- Born: July 30, 1944
- Died: December 18, 2024 (aged 80) Quezon City, Philippines
- Other names: GTK
- Occupations: Businessman, sports executive
- Known for: President of the Philippine Athletics Track and Field Association (1990–2014)

= Go Teng Kok =

Go Teng Kok was a Filipino sports executive and businessman who was president of the Philippine Athletics Track and Field Association (PATAFA) from 1990 to 2014. He was also known for being involved in internal disputes in various national sports associations outside track and field.

==Early life==
Go Teng Kok was born on July 30, 1944 to an affluent family who are now based in Cebu. He is the eldest of six children of Chinese emigrant Go Sung Yap. The elder Go, decided to move from Fukien (now Fujian) to settle in Manila due to the Chinese Communist Revolution. Go Sung Yap founded the family business, Goyu and Sons. The conglomerate is involved in various business from producing wooden doors to distributing automobiles.

==Career==
===Basketball ventures===
Go was the team manager of the Philippines men's national basketball team which finished as silver medallists at the 1990 Asian Games in Beijing.

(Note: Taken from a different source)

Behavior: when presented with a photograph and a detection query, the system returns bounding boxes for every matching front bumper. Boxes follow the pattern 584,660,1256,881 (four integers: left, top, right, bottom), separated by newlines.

Go has also organized a basketball team carrying the name of his family's business, Goyu and Sons. In 1990, Go also owns the Burger City team which played in the Philippine Basketball League.

===PATAFA presidency===
Go who was a mentor of Jose Sering, became president of the Philippine Amateur Track and Field Association (PATAFA) in 1990 succeeding Sering.

Under Go, the Philippine national athletics team's performance at the SEA Games was noted. The Philippines was third overall top performing nation in athletics at the 2003 SEA Games in Vietnam and was the second overall best nation in the 2005 SEA Games hosted in the Philippines. Elma Muros, an eleven-time gold medalist was among the athletes who competed under Go's PATAFA from 1991 to 2001.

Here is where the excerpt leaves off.